A security flaw called CVE-2023-34262 has been discovered in MOVEit transfer, allowing attackers to exploit SQL injection vulnerabilities. The notorious cyber group known as Clop has been actively developing methods to exploit this vulnerability for a significant period.
Clop has targeted multiple file transfer products, compromising them and leveraging them against their users.
Zellis, a company specializing in HR and payroll software, has emerged as the most prominent target of Clop's recent wave of attacks.

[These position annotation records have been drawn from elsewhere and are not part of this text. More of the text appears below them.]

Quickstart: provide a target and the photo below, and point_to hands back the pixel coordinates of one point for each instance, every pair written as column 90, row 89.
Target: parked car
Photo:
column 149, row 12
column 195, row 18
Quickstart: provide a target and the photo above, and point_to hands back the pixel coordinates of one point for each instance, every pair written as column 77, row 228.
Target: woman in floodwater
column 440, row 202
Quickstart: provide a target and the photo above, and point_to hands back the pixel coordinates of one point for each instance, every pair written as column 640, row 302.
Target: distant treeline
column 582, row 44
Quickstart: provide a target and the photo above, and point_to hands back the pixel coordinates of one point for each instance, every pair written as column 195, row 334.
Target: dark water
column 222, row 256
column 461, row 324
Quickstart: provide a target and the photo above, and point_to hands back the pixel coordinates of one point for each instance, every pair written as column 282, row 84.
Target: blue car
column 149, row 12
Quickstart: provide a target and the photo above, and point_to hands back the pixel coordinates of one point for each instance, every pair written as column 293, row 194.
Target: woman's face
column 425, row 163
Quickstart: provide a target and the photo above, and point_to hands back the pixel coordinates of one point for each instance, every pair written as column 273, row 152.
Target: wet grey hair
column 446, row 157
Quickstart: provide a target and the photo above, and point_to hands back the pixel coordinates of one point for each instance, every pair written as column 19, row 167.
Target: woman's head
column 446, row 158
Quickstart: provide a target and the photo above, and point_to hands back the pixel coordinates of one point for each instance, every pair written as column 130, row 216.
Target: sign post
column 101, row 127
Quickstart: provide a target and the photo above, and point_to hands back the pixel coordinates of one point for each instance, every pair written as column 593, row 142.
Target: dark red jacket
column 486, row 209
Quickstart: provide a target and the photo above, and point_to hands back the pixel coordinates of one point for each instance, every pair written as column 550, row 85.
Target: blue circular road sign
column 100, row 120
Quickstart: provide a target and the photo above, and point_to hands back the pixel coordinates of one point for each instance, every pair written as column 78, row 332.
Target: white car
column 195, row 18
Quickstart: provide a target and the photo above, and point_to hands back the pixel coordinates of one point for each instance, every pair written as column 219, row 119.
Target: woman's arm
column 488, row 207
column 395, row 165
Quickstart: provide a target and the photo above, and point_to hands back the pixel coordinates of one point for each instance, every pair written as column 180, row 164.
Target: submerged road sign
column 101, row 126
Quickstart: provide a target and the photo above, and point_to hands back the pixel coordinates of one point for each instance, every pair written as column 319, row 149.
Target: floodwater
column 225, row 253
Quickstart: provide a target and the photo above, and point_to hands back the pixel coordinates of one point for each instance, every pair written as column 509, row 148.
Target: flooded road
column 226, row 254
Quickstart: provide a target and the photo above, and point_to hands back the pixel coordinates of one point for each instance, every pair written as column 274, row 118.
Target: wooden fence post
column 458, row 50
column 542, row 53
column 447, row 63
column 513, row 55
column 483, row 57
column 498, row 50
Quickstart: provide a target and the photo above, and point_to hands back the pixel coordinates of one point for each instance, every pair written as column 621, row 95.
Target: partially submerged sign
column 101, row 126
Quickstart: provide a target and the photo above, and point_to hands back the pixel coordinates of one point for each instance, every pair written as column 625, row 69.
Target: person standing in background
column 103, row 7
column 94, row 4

Following the detection of suspicious activity related to the CVE-2023-34262 exploit chain, LeMagIT, reached out to Extreme Networks on Tuesday, June 6th. They discovered an instance of the affected managed file transfer service, MOVEit Transfer, linked to Extreme Networks' domain. The observed behavior of this instance raised concerns about a potential security breach.
Philip Swain, the Chief Information Security Officer (CISO) of Extreme Networks, acknowledged that their instance of the Progress Software MOVEit Transfer tool had experienced a security breach. Swiftly responding to the incident, they activated their security protocols and successfully contained the affected areas.
Swain stated that their investigation into the matter is still in progress. In the event that customer information is found to be compromised, Extreme Networks will directly notify the affected customers and provide them with a comprehensive disclosure of all relevant details.
Additionally, Israel-based threat intelligence firm, Cybersixgill, reported recent findings by its research team regarding the dark web forums. They discovered several posts explicitly seeking data on victims based in the UK. One post even offered a substantial reward of up to $100,000.
Notably, these requests specifically targeted customers of Zellis.
Furthermore, the Cybersixgill revealed that the threat actor responsible for the posts also claimed that the acquired data would be utilized by a specialized team focused on leveraging data sourced from the UK.